Strawberry Rhubarb Scones with White Chocolate Glaze
Ingredients
Scones
- 1/2 cup white bean flour
- 1/2 cup full fat coconut milk
- 1 Tablespoon fresh lemon juice
- 1 cup hulled buckwheat flour (sometimes called light buckwheat flour)
- 1/2 cup ground flax seeds
- 1/2 cup coconut flour
- 2.5 Tablespoons Great Lakes unflavored beef gelatin
- 1 teaspoon baking soda
- 1/4 teaspoon salt
- 1/4 teaspoon powdered stevia
- 1/8 teaspoon cinnamon, optional
- 1/4 cup Kerrygold butter (or coconut oil to keep it dairy-free)
- 3/4 cup pureed pear with the skin, previously frozen (see how I prepare my pureed pears in this post)
- 1 Tablespoon vanilla extract
- 3/4 cup diced rhubarb (stalk only)
- 1 cup diced strawberries
White Chocolate Glaze
- 1/2 cup Sunspire white chocolate chips (fyi – white chocolate chips are not dairy-free)
- 2 Tablespoons full fat coconut milk or heavy whipping cream
Makes about 16 scones
Equipment Needed: Vitamix if grinding your own flour, a food processor, and two 3 quart glass oblong Pyrex baking dishes
The Scones
- Mix the white bean flour, coconut milk, and lemon juice together in a bowl. Let it sit at least one hour. (The purpose is to soak the white bean flour to help with digestion.) It will turn into a paste like consistency. That’s OK! It’s also OK if it sits a little longer than an hour.
- If you are using pre-frozen pear puree, make sure to pull it out of the freezer, remove it from the ziploc bag, and let it begin the thawing process in a bowl.
- Line two 3 quart oblong glass baking dishes with parchment paper and preheat the oven to 375° F.
- In another mixing bowl, thoroughly mix the rest of the dry ingredients together — the buckwheat flour, ground flax seeds, coconut flour, gelatin, baking soda, salt, stevia, and optional cinnamon.
- Place the white bean flour/coconut milk/lemon juice mixture, the butter, the pear puree (whether it’s frozen or thawed), and the vanilla in a food processor. Blend into smooth.
- Chop the rhubarb + strawberries if you haven’t done so yet. Chopping them now gives the white bean flour more time to soak.
- Take the wet mixture from the food processor and mix it with the dry ingredients in the mixing bowl.
- Once the dough is thoroughly mixed, add the diced rhubarb and strawberries. Carefully, evenly distribute throughout the dough.
- Use a trigger ice cream scoop to scoop out the dough in rounded balls. Place scoops on the parchment paper lined glass baking dish.

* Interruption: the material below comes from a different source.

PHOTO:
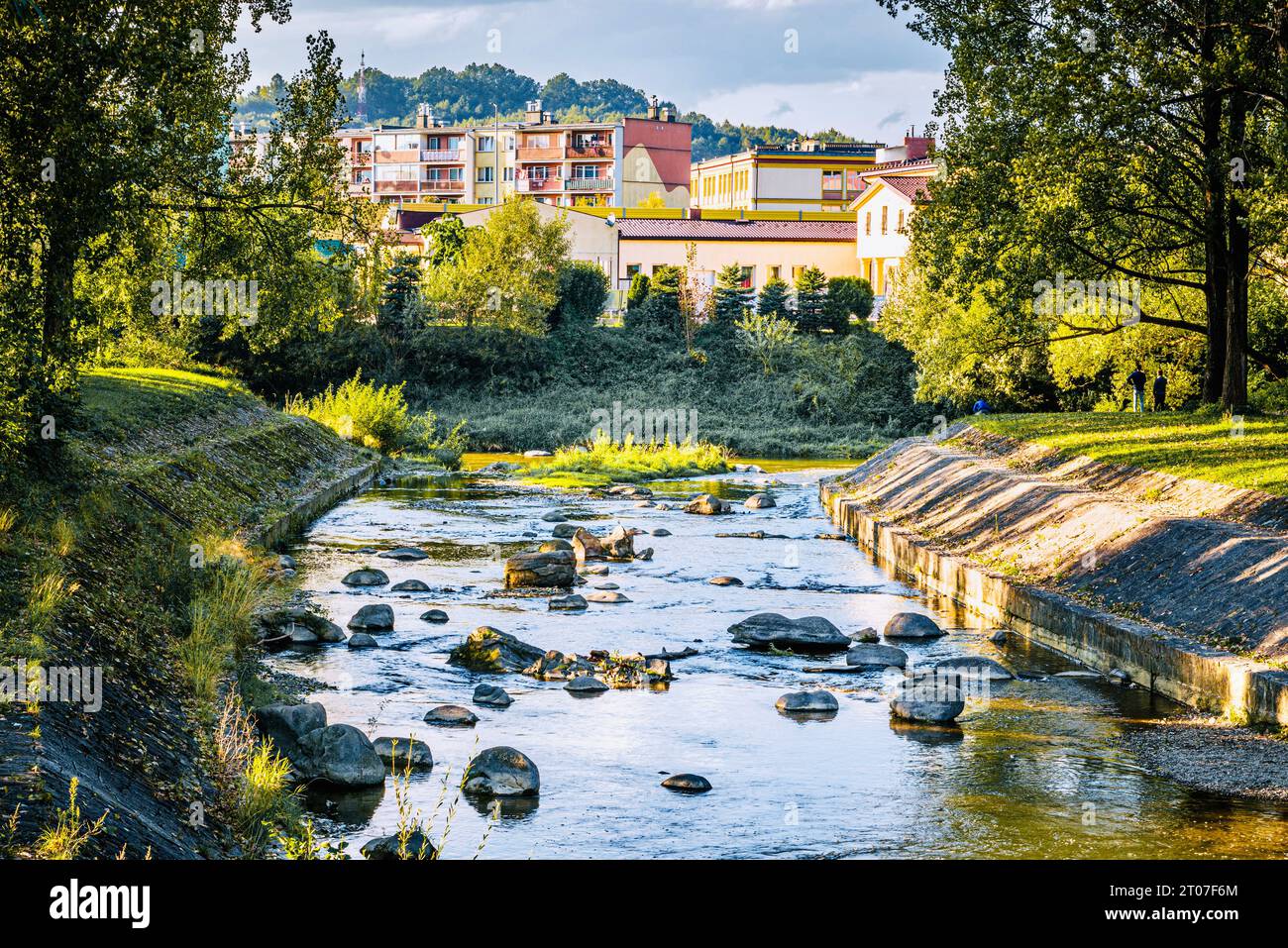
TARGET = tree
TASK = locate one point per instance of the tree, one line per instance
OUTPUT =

- Bake @ 375° F for 25 to 28 minutes or until done.
The Glaze
- In a double boiler, melt 1/2 cup Sunspire white chocolate chips with 2 Tablespoons of coconut milk or heavy whipping cream. Stir well. Drizzle on scones. Scones should not be hot when applying the drizzle, but it is OK if they are warm.
Notes:
- Please read this post on how I prepare my pureed pears. I have had some people use unripe pears for their pear puree and the recipe doesn’t quite work as well. For this recipe, I simply pulled out one of my previously frozen 3/4 cup pear puree packets. I let it sit on the counter for a little bit but it was mostly frozen when I worked it into the recipe.
- I make my own buckwheat flour in a Vitamix with raw, hulled buckwheat. Make sure you do not use unhulled buckwheat flour, which is darker in color and would provide a different flavor.

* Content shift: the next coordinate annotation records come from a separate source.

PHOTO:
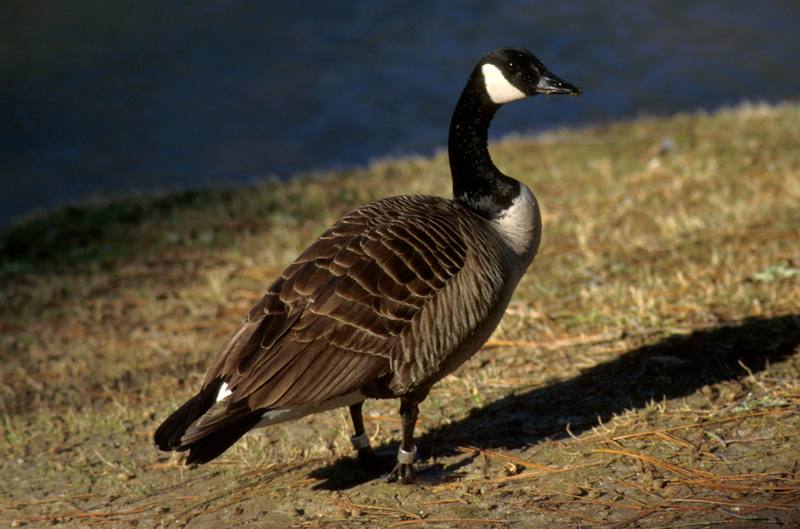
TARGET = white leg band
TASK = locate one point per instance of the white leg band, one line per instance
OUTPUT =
(360, 441)
(407, 457)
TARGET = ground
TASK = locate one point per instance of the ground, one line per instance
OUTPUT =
(646, 374)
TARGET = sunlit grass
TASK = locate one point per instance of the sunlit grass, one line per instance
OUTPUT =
(655, 228)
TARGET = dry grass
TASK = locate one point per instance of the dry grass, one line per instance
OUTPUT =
(646, 375)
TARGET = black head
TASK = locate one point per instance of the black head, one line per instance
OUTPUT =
(509, 74)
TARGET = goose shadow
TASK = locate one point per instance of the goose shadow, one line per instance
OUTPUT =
(674, 367)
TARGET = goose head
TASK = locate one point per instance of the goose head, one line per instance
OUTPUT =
(509, 74)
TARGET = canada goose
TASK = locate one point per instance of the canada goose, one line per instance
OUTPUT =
(391, 298)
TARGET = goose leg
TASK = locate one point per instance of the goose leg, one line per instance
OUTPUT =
(407, 453)
(360, 439)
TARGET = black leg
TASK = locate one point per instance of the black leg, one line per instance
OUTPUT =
(404, 469)
(360, 439)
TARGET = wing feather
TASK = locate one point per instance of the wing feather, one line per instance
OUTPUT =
(330, 323)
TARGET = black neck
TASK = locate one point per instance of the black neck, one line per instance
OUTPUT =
(477, 183)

- I made these both with and without the 1/8 teaspoon cinnamon. I couldn’t decide which version I liked better! You decide.

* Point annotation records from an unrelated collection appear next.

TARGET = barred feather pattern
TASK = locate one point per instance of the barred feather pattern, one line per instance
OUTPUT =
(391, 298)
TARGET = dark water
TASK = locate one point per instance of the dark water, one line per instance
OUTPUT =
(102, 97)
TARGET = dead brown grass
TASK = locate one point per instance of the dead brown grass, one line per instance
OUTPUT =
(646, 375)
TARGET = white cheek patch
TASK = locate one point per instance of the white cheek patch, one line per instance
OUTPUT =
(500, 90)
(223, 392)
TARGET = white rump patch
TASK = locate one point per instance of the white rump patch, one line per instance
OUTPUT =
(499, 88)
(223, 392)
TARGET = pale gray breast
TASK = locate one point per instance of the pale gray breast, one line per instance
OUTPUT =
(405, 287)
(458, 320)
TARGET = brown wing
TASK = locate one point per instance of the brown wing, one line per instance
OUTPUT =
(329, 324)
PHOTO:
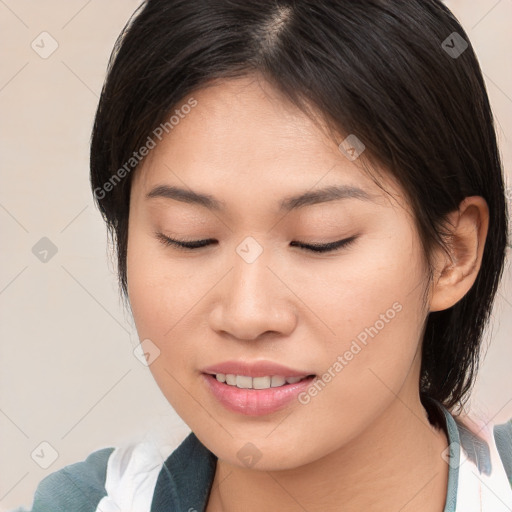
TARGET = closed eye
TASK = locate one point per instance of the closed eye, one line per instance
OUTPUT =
(189, 245)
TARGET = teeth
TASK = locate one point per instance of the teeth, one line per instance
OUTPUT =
(245, 382)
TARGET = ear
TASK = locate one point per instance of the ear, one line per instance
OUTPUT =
(456, 272)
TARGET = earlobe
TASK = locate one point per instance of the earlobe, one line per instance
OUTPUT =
(457, 271)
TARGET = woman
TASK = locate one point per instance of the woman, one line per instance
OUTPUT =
(308, 208)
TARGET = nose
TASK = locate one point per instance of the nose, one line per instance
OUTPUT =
(254, 301)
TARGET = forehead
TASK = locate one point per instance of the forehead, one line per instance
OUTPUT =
(243, 134)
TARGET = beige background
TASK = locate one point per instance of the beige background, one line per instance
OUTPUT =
(68, 375)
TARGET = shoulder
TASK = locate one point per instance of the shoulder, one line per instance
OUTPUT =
(78, 487)
(503, 438)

- Pulsing the diced rhubarb in your food processor may help minimize any crunchy texture issues.
- Note that the rhubarb and strawberry mix-ins are MAXIMIZED. It will feel like there are too many! It’s OK, it will still work. Make sure not to pack down the measuring cups or you will have too much.
- Baking time is for baking the scones on a glass Pyrex dish. If you are using a different type of pan, the baking time may be different.
- I like them best generously dusted with Saigon cinnamon on top of the white chocolate glaze.